With Resident Evil 6, you’re jumping all over the place at times, and it can be jarring. Not only does every character handle differently, but everyone has a different UI to boot. Given the mostly fast-paced action the game spews at you constantly, design choices like the inability to pause the game in co-op just feel weird, as do QTEs that only involve one player, wrapped up in such unexciting things as starting a car.
Still, I found myself enjoying the game the more I played it. (I’m talking ten hours of learning the nuances of combat).
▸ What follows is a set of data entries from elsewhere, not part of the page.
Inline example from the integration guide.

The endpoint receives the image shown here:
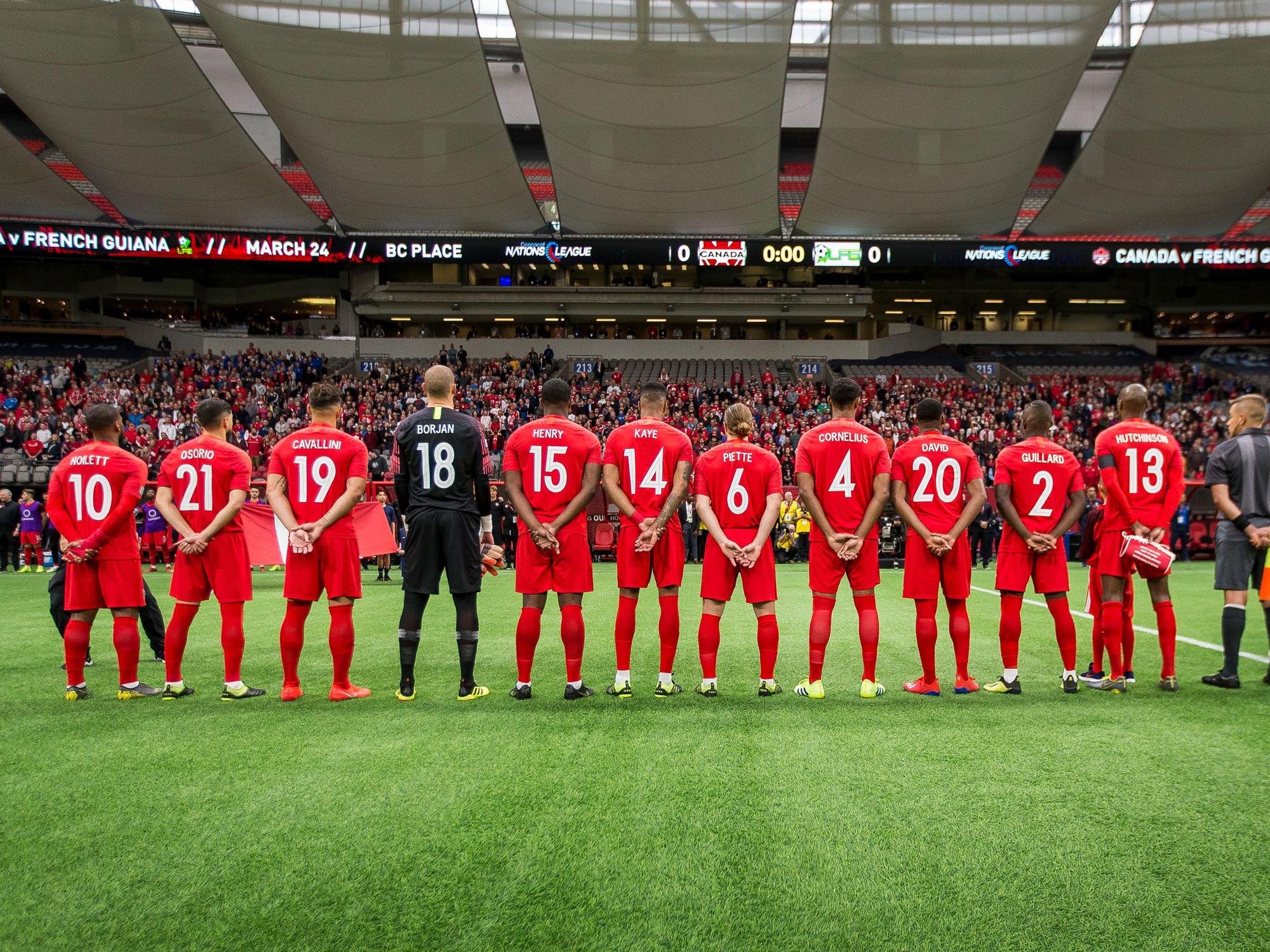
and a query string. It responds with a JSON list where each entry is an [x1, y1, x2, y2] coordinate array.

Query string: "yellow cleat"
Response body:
[[860, 678, 886, 697], [794, 678, 824, 701]]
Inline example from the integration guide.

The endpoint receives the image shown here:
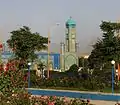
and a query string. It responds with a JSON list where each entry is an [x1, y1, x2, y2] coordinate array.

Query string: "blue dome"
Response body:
[[66, 17, 76, 26]]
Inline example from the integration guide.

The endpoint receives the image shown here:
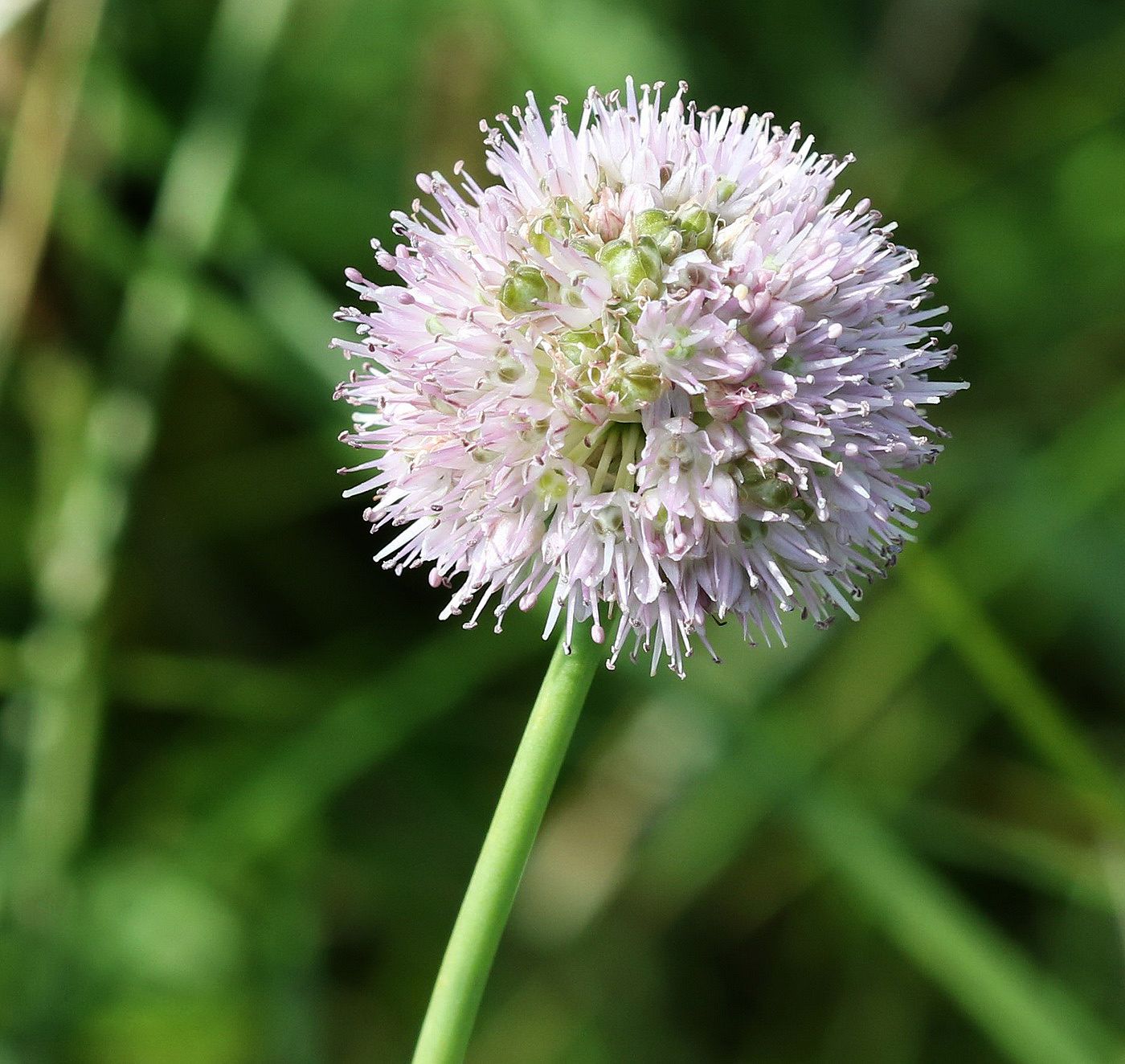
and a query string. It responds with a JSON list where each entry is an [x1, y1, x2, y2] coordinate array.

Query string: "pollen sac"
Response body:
[[500, 265, 550, 313], [597, 236, 664, 299]]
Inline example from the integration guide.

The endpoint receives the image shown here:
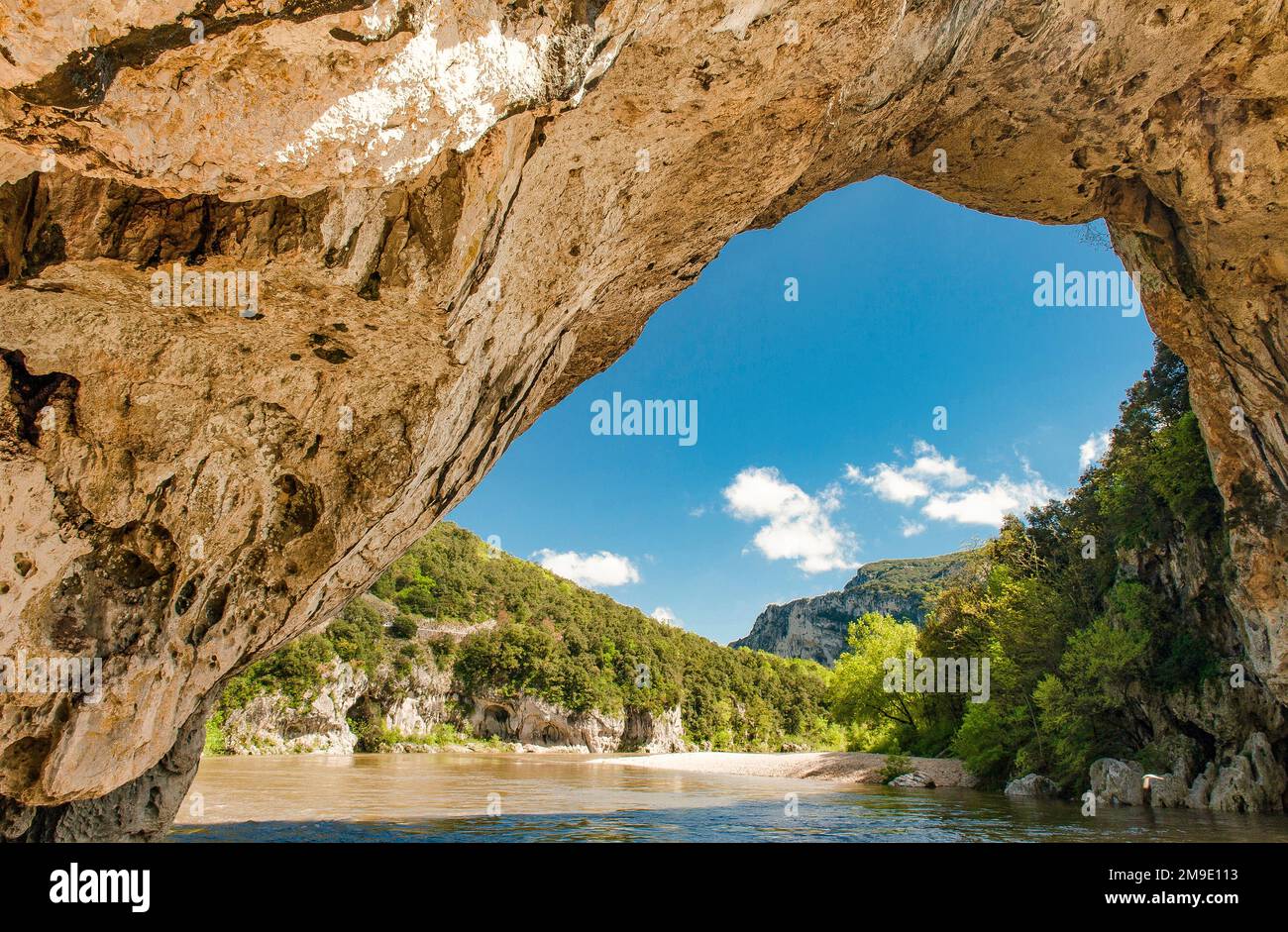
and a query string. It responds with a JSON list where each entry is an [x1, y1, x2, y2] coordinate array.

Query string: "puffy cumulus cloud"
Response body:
[[845, 441, 975, 504], [532, 550, 640, 588], [724, 466, 855, 572], [1078, 430, 1113, 472], [845, 441, 1055, 527], [653, 605, 680, 627], [921, 473, 1056, 528], [907, 441, 975, 489]]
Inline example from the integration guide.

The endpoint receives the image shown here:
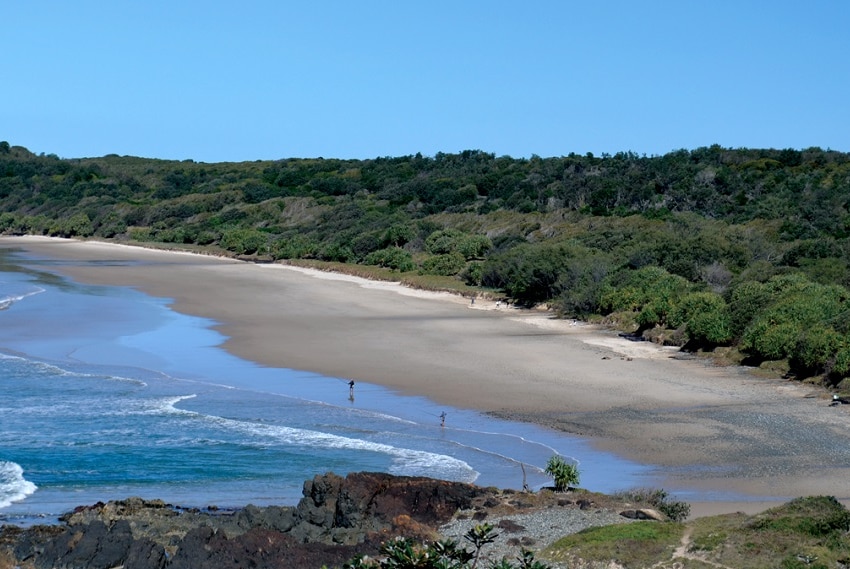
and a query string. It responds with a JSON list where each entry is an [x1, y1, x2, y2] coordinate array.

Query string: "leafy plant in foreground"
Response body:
[[544, 454, 581, 492], [343, 524, 550, 569]]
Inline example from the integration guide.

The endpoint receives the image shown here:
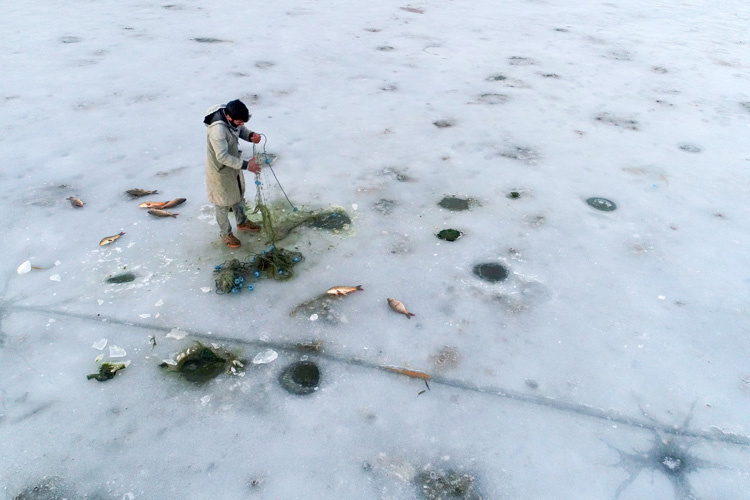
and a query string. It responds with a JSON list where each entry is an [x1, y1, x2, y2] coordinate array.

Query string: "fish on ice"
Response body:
[[388, 298, 416, 319], [148, 208, 180, 218], [66, 196, 84, 208], [125, 189, 159, 198], [99, 231, 125, 246], [326, 285, 364, 295], [138, 201, 167, 208], [159, 198, 187, 210]]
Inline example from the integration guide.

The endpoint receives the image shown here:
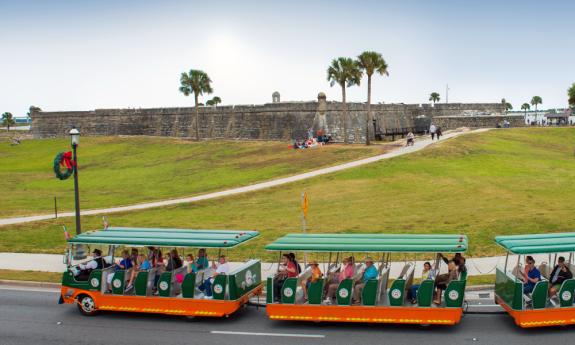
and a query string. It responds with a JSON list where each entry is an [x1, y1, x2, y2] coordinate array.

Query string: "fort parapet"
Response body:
[[31, 93, 504, 143]]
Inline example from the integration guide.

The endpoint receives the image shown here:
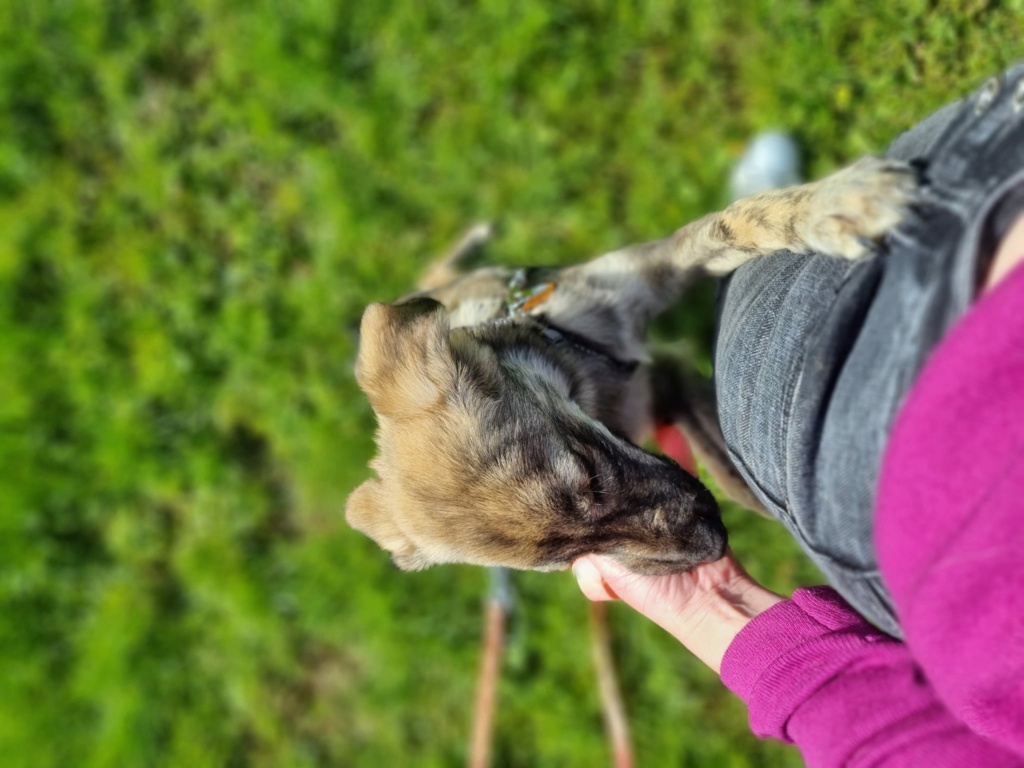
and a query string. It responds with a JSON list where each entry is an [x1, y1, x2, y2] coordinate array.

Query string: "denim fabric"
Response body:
[[715, 65, 1024, 637]]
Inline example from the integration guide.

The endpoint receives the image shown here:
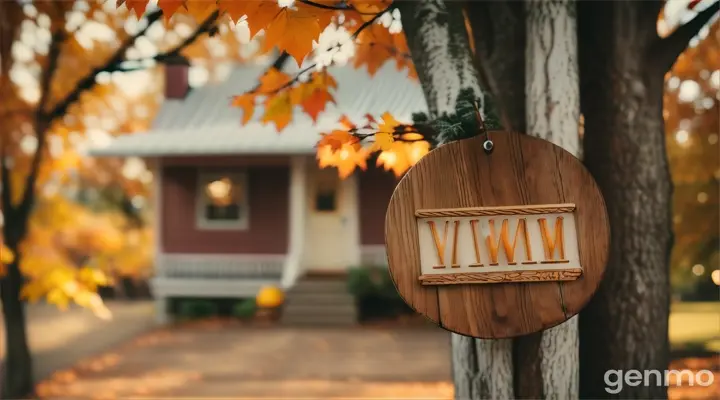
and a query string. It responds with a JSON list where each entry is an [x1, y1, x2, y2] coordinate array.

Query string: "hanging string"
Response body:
[[473, 100, 495, 154]]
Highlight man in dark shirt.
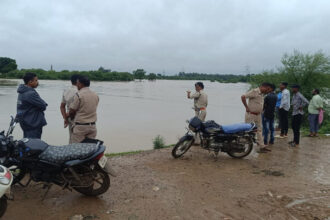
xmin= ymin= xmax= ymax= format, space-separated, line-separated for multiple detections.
xmin=16 ymin=73 xmax=47 ymax=139
xmin=262 ymin=84 xmax=277 ymax=146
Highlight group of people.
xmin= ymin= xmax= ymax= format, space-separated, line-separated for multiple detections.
xmin=17 ymin=73 xmax=323 ymax=153
xmin=187 ymin=82 xmax=323 ymax=153
xmin=241 ymin=82 xmax=323 ymax=153
xmin=16 ymin=73 xmax=99 ymax=143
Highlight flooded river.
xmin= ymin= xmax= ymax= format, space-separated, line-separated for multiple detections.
xmin=0 ymin=80 xmax=249 ymax=152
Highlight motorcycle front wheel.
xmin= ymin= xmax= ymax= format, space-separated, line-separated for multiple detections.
xmin=172 ymin=136 xmax=194 ymax=158
xmin=9 ymin=166 xmax=27 ymax=185
xmin=227 ymin=138 xmax=253 ymax=159
xmin=73 ymin=169 xmax=110 ymax=196
xmin=0 ymin=196 xmax=7 ymax=218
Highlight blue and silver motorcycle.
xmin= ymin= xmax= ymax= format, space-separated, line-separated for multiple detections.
xmin=172 ymin=117 xmax=257 ymax=158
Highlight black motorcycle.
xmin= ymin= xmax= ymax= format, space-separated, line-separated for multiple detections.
xmin=172 ymin=117 xmax=257 ymax=158
xmin=0 ymin=117 xmax=115 ymax=196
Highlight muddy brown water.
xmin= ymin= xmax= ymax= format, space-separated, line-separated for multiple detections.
xmin=0 ymin=80 xmax=249 ymax=152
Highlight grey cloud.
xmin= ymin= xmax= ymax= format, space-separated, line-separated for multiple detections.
xmin=0 ymin=0 xmax=330 ymax=74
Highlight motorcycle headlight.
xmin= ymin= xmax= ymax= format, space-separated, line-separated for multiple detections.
xmin=0 ymin=170 xmax=12 ymax=185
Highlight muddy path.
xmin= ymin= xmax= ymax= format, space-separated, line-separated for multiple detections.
xmin=3 ymin=135 xmax=330 ymax=220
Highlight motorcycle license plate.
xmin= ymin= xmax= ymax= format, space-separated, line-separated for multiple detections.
xmin=98 ymin=156 xmax=108 ymax=168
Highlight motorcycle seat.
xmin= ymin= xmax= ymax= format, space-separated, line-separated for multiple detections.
xmin=222 ymin=123 xmax=255 ymax=134
xmin=39 ymin=143 xmax=99 ymax=164
xmin=202 ymin=121 xmax=222 ymax=134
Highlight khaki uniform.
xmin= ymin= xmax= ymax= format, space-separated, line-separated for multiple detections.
xmin=244 ymin=88 xmax=264 ymax=146
xmin=190 ymin=90 xmax=208 ymax=121
xmin=70 ymin=87 xmax=99 ymax=143
xmin=62 ymin=85 xmax=78 ymax=143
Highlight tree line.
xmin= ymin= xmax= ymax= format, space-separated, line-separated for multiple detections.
xmin=0 ymin=51 xmax=330 ymax=132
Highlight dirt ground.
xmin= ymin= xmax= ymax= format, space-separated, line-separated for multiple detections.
xmin=3 ymin=135 xmax=330 ymax=220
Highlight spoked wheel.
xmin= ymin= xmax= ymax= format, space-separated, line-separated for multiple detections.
xmin=227 ymin=137 xmax=253 ymax=159
xmin=172 ymin=136 xmax=195 ymax=158
xmin=73 ymin=169 xmax=110 ymax=196
xmin=9 ymin=166 xmax=27 ymax=185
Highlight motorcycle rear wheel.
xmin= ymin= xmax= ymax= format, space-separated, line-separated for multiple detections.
xmin=227 ymin=139 xmax=253 ymax=159
xmin=172 ymin=136 xmax=194 ymax=158
xmin=0 ymin=196 xmax=7 ymax=218
xmin=73 ymin=169 xmax=110 ymax=196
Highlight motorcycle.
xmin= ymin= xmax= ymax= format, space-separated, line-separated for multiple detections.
xmin=0 ymin=165 xmax=13 ymax=218
xmin=172 ymin=117 xmax=257 ymax=158
xmin=0 ymin=117 xmax=116 ymax=196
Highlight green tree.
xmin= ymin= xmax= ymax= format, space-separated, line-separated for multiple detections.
xmin=133 ymin=69 xmax=146 ymax=80
xmin=148 ymin=73 xmax=157 ymax=80
xmin=0 ymin=57 xmax=17 ymax=73
xmin=279 ymin=50 xmax=330 ymax=98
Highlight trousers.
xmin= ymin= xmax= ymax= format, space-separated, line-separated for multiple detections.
xmin=278 ymin=108 xmax=289 ymax=135
xmin=245 ymin=112 xmax=263 ymax=146
xmin=292 ymin=114 xmax=302 ymax=144
xmin=70 ymin=125 xmax=97 ymax=144
xmin=262 ymin=115 xmax=275 ymax=144
xmin=308 ymin=114 xmax=319 ymax=133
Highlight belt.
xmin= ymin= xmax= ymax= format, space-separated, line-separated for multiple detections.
xmin=75 ymin=122 xmax=95 ymax=125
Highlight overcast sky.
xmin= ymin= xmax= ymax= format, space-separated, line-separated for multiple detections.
xmin=0 ymin=0 xmax=330 ymax=74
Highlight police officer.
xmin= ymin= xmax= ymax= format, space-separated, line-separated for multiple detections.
xmin=68 ymin=76 xmax=99 ymax=143
xmin=16 ymin=73 xmax=48 ymax=139
xmin=241 ymin=83 xmax=271 ymax=153
xmin=60 ymin=74 xmax=79 ymax=142
xmin=187 ymin=82 xmax=208 ymax=121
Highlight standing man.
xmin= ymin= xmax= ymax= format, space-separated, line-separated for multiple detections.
xmin=289 ymin=85 xmax=309 ymax=147
xmin=275 ymin=91 xmax=282 ymax=131
xmin=262 ymin=84 xmax=277 ymax=146
xmin=16 ymin=73 xmax=47 ymax=139
xmin=308 ymin=89 xmax=323 ymax=137
xmin=68 ymin=76 xmax=99 ymax=143
xmin=60 ymin=74 xmax=78 ymax=143
xmin=278 ymin=82 xmax=290 ymax=138
xmin=187 ymin=82 xmax=208 ymax=121
xmin=241 ymin=83 xmax=271 ymax=153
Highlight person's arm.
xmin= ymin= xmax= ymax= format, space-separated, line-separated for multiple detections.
xmin=300 ymin=94 xmax=309 ymax=107
xmin=264 ymin=95 xmax=271 ymax=110
xmin=241 ymin=90 xmax=255 ymax=112
xmin=315 ymin=96 xmax=323 ymax=110
xmin=187 ymin=91 xmax=201 ymax=99
xmin=280 ymin=92 xmax=290 ymax=108
xmin=26 ymin=92 xmax=48 ymax=111
xmin=67 ymin=93 xmax=80 ymax=119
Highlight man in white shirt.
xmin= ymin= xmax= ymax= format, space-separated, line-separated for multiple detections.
xmin=60 ymin=74 xmax=79 ymax=142
xmin=277 ymin=82 xmax=290 ymax=138
xmin=187 ymin=82 xmax=208 ymax=121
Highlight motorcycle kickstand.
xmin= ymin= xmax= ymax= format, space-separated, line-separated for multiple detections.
xmin=41 ymin=183 xmax=53 ymax=201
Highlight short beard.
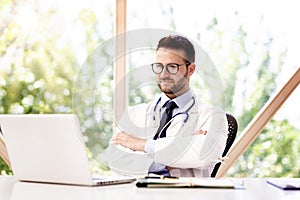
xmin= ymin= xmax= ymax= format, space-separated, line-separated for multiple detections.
xmin=157 ymin=72 xmax=188 ymax=96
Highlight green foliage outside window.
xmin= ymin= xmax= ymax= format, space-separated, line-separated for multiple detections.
xmin=0 ymin=0 xmax=300 ymax=177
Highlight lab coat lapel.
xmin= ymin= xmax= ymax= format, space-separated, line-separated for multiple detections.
xmin=167 ymin=100 xmax=198 ymax=137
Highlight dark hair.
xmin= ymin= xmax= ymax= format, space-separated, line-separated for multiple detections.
xmin=156 ymin=35 xmax=195 ymax=63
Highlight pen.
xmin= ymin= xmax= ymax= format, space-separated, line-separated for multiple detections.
xmin=145 ymin=176 xmax=179 ymax=179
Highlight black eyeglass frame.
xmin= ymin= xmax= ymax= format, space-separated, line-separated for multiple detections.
xmin=151 ymin=62 xmax=191 ymax=74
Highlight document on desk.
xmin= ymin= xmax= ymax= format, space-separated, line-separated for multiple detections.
xmin=136 ymin=177 xmax=243 ymax=189
xmin=267 ymin=178 xmax=300 ymax=190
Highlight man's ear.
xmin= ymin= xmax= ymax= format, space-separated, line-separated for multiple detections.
xmin=188 ymin=63 xmax=196 ymax=76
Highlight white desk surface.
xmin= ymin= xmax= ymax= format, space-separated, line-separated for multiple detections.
xmin=0 ymin=176 xmax=300 ymax=200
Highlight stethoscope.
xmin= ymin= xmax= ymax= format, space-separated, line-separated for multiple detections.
xmin=153 ymin=97 xmax=196 ymax=125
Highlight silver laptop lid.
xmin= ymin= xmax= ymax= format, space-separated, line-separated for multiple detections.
xmin=0 ymin=114 xmax=93 ymax=185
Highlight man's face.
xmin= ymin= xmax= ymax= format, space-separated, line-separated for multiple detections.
xmin=156 ymin=48 xmax=195 ymax=99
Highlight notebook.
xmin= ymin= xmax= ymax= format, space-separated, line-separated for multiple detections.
xmin=136 ymin=177 xmax=244 ymax=189
xmin=0 ymin=114 xmax=135 ymax=186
I’ll fully admit, Mercenaries — which you all know I’m a giant fan of — really helped me grasp said nuances much quicker than the campaign, and bolstered my enjoyment tenfold.
As you can see in this video, combat is more than meets the eye in Resident Evil 6. There’s sliding, counters, quick-shotting, and contextual melee moves. It’s like a complex fighting game in a sense, but integrated into one of my favorite franchises of all time. Naturally, since it’s done well, I’m enjoying myself.
RE6 also has a ton of content provided that you’re ready to embrace the action-oriented gameplay (which has been a staple since RE4). There’s an Ada campaign, a handful of online modes, a meta-game involving skill XP in both the campaign and Mercenaries, tons of unlocks and some costumes for Mercs, and more. Like RE5, there’s enough here to keep you playing well into 2013.
While it isn’t one of my favorite games in the franchise by far, I think it’s a fairly solid action game (what immediately comes to mind is my opinion of Skyward Sword: great action-RPG, alright Zelda game). Just like RE5, your mileage will vary depending on how fun your co-op partner is — just know, however, that the co-op AI is not nearly as frustrating as Sheva was.
The Resident Evil series has certainly had its ups and downs. From its horror roots to a metamorphosis of action to the chagrin of many fans, everyone has to admit that the franchise is interesting, if nothing else.
As a whole, I found myself not enjoying this Quest nearly as much as the other ones, and I can’t really put my finger on why, as I still like the series overall. While I was truly eager to rip into Tony Hawk, Kingdom Hearts, and Zelda almost immediately, I took a long break in between some of the games here, as I found it fairly tough to continue on.
Perhaps it’s because of the slow-moving nature of many of the earlier games, and when played in rapid succession, it can get a bit grating? I don’t know for sure. Thankfully, the multiplayer iterations kept me going, as it was a blast to, well, blast away the undead with my wife or with a friend.